- The Washington Times - Thursday, January 9, 2003

SHANGHAI, China, Jan. 9 (UPI) — A veteran Chinese democracy advocate who was a signatory to a petition calling for the release of other jailed activists, has been secretly arrested on subversion charges, family members and a New York-based human rights group said Thursday.

Han Lifa, a prominent figure in China's pro-democracy movement, was arrested Dec. 26 in Shanghai, according to family members, who spoke to United Press International on condition of anonymity.

Han is the seventh member arrested from a group of 192 pro-democracy advocates who submitted a letter calling for more democratic reforms ahead of the 16th Communist Party Congress last November.

One relative said they only learned of Han's arrest this week after police contacted his brother and requested some of his personal items, including his computer and some of his political writings.

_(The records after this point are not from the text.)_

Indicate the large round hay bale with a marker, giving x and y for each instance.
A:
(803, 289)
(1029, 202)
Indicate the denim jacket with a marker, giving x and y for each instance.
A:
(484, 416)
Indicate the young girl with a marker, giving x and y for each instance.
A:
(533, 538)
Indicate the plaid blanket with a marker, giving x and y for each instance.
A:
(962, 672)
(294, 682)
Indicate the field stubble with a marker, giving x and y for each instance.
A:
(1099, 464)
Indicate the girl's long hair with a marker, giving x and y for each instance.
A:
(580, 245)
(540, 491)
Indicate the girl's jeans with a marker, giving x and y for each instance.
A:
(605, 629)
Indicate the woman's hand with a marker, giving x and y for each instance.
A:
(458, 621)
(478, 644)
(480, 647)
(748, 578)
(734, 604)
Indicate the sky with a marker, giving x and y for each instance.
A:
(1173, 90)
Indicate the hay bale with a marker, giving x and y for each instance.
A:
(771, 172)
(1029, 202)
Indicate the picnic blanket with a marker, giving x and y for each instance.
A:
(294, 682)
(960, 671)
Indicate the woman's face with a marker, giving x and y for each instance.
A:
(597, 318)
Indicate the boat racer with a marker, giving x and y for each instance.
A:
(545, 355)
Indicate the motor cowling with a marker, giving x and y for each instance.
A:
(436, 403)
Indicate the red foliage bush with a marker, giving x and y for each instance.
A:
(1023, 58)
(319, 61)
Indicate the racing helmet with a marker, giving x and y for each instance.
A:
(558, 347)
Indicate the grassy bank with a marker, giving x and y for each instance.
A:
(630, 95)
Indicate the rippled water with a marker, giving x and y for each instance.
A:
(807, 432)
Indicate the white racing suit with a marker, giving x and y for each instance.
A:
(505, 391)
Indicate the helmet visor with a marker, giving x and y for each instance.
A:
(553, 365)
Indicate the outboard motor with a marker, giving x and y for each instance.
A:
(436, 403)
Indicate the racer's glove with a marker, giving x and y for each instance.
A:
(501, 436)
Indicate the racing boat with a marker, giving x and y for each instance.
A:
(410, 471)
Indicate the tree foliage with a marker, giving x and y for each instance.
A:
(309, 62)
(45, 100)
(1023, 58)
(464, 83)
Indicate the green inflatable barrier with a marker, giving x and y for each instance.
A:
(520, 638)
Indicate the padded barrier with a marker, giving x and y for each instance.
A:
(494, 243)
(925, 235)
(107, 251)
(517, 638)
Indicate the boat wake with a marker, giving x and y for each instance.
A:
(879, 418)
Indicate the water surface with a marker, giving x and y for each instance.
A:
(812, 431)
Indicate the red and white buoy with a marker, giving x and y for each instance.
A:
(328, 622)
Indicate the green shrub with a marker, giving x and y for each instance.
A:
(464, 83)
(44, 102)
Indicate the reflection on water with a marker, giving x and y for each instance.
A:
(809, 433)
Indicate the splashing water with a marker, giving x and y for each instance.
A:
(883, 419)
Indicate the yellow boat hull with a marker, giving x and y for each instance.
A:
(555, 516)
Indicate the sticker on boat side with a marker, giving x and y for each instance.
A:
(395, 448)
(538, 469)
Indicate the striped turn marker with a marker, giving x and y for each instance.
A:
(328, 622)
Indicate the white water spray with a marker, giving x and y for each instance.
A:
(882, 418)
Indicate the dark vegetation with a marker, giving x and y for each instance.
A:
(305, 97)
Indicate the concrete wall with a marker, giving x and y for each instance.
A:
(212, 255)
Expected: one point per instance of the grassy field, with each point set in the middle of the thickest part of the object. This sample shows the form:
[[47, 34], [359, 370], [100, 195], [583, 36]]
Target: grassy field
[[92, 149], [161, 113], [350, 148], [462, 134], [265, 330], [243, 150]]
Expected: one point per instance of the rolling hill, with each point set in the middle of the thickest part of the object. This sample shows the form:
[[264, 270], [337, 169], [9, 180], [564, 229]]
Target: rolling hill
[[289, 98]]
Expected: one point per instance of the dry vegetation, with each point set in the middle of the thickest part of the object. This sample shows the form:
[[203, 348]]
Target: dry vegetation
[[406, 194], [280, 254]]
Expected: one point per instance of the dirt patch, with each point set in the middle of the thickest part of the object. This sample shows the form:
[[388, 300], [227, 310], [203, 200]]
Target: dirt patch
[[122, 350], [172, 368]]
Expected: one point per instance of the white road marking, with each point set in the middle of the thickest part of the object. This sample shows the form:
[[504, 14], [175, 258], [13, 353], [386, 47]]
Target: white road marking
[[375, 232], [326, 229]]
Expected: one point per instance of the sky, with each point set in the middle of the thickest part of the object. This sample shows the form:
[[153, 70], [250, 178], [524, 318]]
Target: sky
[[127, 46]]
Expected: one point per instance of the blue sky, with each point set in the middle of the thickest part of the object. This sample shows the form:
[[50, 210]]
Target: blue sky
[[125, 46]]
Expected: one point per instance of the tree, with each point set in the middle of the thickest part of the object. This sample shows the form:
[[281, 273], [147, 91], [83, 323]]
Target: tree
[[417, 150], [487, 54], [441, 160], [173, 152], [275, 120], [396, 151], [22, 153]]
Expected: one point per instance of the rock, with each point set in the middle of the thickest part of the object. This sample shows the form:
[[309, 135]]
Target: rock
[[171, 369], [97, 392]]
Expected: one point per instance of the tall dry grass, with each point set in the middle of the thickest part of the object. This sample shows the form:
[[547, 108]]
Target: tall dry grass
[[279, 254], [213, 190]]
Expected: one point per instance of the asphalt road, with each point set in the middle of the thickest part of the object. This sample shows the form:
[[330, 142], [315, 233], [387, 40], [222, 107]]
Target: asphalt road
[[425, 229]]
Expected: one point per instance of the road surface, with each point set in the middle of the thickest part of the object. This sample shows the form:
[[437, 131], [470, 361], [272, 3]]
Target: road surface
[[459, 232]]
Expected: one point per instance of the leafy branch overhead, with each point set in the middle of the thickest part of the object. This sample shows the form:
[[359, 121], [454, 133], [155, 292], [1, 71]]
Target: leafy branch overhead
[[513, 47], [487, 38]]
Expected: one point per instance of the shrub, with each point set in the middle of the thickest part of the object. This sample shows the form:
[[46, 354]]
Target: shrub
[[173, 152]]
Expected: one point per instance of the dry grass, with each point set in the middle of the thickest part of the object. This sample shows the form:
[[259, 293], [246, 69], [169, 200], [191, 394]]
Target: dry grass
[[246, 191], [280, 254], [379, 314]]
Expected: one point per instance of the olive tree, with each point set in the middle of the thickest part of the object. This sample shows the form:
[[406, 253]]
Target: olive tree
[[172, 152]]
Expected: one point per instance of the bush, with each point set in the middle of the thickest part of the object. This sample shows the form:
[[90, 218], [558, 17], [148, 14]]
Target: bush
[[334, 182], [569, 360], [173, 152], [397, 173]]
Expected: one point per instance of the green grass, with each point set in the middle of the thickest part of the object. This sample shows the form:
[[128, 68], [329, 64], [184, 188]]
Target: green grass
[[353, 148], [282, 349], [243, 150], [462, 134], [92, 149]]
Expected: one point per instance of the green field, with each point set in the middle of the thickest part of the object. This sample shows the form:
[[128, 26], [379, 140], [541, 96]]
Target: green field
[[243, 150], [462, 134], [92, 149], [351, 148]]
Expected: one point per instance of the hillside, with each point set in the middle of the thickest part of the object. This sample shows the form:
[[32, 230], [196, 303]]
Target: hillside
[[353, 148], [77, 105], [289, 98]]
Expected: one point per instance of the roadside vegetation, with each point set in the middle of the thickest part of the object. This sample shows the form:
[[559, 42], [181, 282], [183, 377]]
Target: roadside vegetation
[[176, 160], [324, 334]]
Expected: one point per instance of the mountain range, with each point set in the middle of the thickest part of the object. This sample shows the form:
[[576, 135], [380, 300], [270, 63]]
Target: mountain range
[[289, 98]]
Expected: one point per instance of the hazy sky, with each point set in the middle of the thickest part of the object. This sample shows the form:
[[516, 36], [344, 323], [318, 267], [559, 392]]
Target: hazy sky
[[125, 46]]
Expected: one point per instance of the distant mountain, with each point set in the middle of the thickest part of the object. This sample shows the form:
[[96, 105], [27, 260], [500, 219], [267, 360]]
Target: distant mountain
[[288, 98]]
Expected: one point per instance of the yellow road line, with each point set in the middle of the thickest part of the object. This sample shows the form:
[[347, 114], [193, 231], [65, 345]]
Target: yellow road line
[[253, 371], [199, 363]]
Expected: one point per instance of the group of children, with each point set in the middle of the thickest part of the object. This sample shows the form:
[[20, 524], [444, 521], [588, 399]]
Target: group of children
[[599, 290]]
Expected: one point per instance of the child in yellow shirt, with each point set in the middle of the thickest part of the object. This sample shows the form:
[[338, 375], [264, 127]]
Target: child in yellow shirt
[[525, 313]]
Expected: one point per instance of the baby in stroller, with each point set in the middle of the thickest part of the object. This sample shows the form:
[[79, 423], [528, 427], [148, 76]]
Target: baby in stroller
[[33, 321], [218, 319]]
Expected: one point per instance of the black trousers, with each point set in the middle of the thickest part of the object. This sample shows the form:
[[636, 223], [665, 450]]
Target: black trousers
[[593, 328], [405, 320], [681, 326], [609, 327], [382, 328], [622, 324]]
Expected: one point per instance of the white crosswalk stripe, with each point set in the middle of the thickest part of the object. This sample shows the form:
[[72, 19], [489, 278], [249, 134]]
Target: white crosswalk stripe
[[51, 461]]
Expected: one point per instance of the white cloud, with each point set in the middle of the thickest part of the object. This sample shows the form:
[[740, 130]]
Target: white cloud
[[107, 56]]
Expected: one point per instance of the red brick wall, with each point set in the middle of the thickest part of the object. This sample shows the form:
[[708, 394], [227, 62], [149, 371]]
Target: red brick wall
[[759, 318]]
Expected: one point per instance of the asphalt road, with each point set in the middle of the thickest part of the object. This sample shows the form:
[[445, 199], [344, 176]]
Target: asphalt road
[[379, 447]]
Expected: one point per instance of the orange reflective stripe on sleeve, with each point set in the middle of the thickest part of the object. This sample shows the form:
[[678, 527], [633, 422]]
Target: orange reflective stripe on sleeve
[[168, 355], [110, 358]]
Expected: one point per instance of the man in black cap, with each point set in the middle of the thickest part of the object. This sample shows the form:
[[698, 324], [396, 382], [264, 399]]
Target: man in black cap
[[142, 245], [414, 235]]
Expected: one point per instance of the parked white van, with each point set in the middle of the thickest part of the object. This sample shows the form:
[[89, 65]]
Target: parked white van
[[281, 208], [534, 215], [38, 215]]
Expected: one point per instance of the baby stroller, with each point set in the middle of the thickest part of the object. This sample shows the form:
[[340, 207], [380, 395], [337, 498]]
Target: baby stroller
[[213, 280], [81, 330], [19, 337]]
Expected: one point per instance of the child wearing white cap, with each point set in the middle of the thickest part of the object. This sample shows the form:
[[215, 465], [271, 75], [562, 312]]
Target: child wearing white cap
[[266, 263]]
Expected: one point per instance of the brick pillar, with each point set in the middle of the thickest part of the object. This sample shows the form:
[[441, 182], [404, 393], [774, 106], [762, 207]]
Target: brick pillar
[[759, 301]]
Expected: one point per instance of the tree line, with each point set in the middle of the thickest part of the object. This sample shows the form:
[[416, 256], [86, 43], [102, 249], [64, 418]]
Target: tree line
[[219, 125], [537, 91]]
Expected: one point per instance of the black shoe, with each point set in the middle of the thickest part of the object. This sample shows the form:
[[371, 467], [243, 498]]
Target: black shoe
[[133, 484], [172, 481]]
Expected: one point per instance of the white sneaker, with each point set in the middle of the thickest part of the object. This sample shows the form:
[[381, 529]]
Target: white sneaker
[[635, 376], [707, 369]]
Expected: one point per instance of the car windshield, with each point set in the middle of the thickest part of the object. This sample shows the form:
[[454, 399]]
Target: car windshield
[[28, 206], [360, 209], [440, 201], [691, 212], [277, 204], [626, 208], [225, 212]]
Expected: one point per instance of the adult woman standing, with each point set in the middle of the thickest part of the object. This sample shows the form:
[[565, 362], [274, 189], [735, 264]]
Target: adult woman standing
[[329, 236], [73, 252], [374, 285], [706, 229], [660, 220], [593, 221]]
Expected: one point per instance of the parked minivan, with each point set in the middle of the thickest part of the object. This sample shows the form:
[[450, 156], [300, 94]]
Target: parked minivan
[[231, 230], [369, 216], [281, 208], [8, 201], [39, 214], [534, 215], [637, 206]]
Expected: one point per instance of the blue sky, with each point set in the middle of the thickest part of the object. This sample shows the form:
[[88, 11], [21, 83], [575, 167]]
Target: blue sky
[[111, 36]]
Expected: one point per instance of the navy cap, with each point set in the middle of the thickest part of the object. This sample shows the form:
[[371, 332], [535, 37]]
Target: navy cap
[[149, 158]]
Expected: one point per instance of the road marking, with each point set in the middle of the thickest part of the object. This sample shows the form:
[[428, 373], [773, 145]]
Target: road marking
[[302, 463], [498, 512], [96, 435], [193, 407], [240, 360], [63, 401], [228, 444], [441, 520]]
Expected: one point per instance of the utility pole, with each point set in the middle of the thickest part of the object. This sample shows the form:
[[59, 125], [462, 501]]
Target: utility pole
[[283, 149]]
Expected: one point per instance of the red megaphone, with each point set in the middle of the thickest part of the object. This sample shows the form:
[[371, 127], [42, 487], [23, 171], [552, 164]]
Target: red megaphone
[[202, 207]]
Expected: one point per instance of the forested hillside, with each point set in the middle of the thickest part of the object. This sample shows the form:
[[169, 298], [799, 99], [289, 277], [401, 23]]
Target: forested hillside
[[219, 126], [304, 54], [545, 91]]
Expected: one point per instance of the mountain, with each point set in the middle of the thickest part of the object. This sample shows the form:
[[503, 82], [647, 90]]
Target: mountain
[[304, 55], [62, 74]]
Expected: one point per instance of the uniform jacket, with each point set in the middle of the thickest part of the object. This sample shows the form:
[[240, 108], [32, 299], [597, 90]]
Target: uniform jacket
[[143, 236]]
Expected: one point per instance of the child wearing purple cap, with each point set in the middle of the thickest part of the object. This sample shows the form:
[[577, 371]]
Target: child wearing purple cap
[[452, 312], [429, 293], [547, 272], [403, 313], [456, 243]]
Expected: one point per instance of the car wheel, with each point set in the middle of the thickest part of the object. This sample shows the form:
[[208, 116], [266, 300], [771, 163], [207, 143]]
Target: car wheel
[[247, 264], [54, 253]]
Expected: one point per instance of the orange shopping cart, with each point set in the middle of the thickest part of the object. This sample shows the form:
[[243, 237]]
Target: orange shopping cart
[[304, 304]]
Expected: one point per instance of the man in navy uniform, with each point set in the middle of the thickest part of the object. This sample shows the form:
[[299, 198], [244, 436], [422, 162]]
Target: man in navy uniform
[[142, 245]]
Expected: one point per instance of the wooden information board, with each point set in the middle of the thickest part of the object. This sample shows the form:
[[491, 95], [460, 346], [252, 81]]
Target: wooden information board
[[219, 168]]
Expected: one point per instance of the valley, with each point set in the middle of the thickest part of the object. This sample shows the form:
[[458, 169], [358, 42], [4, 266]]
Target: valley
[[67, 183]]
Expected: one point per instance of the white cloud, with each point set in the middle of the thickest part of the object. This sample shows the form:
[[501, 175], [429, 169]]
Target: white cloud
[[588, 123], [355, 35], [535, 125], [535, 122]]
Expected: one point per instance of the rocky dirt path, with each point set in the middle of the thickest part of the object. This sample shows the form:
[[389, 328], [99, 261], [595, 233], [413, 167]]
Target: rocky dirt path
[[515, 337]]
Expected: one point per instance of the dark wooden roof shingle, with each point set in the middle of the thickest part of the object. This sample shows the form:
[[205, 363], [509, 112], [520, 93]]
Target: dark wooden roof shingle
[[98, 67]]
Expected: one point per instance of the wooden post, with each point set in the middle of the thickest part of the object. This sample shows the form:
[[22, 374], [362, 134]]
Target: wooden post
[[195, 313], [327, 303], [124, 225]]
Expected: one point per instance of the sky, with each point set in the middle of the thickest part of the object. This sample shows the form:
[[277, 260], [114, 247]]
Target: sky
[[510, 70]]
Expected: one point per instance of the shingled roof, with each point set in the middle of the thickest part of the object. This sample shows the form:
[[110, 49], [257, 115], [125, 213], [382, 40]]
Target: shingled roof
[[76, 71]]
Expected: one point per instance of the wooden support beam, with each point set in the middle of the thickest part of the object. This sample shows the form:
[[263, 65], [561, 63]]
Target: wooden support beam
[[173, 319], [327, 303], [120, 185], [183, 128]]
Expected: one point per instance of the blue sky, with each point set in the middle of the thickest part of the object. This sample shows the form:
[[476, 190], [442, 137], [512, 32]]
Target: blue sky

"We are concerned for his well-being; the authorities haven't told us what he is charged with and we have been prevented from visiting him," he said. "We know they have him in custody, but that's all we know."

The Shanghai Public Security Bureau, when contacted by telephone on Thursday, refused to provide any information about Han's arrest and detention.

"We have nothing to say about this case. It is a matter for the proper authorities," said an officer at the bureau's Yangpu district division, where Han is being held.

The New York-based Human Rights in China, which has been monitoring the growing number of arrests, called for the immediate release of the activists in a statement faxed to news organizations Thursday.

"The Chinese government can't possibly justify its harsh action against participants in such a benign political action," the statement said. "This case only goes to show the Chinese government's complete intolerance of any political views diverging from its own."

"If such arrests continue, there can be little hope of China making any progress at all in its democratic development," the statement added.

The petition that was sent to delegates attending last November's party congress called on Beijing to overturn its verdict condemning the 1989 Tiananmen Square protests, demanded the immediate release of all political prisoners and urged the extension of local democratic-style elections to the national level.

It said China's political freedoms had not kept pace with the nation's economic development, warning that a lack of electoral representation and free speech would eventually lead to widespread social instability.

"As the Communist Party refuses political reform and the establishment of democracy and rule of law, corruption has deepened, problems in the villages and in the agricultural sector have become increasingly serious and polarization of society more intense," the petition, a copy of which was obtained by UPI, said.

"We have raised these opinions and proposals because we strongly believe that the many serious issues facing Chinese society are rooted in one-party centralized rule," it said.

The petition's author, Zhao Changqing, was arrested shortly after it was submitted and is currently being held under house detention on subversion charges. He is the only signatory yet to be formally charged.

The other five petition signatories in police custody include such high-profile pro-democracy as activists Ouyang Yi, Dai Xuezhong, Jiang Lijun, He Depu, and Sang Jianchen, the rights group said.

The group said others are believed to have been detained, a claim that could not be immediately verified.

Han, 32, has been a member of China's fledging democracy movement since 1989, and had previously served two three-year sentences and one nine-month prison terms on similar charges, the group said.

According to the Hong Kong-based Information Center for Human Rights and Democracy, Han was one of the founders of the now-banned China Democracy Party in Shanghai, which was established in 1998.

China has outlawed the creation of political organizations not sanctioned by the ruling Communist party and has quickly smashed any efforts to form independent political parties and pro-democracy groups.

Despite the risks, calls on Beijing for political reforms by Chinese activists have gathered steam in recent years and a number of articles criticizing one-party rule have appeared in online and print publications.

While Beijing maintains a tight grip on political debate in the state-controlled media, average Chinese citizens have in recent years had more access to alternative political discussions via the Internet.

The arrests follow several high-profile releases of political prisoners, including Xu Wenli, who was freed last month from a 13-year sentence on charges of subversion and endangering state security. Xu, who was arrested in 1998 after setting up China Democracy Party, is now in exile in the United States.

Other high-profile members of the China Democracy Party, Wang Youcai and Qin Yongmin, remain in prison on subversion charges, serving terms of up to 15 years each, overseas rights groups have said.

Shortly after Xu's release, Human Rights in China president Liu Qing issued a terse statement warning that the international community should not be complacent about China's continuing human rights abuses.

"Of course we're happy to learn of the release of Xu Wenli and other political activists," Mr. Liu said. "But many other dissidents are still in prison, and they, too, should be unconditionally released immediately."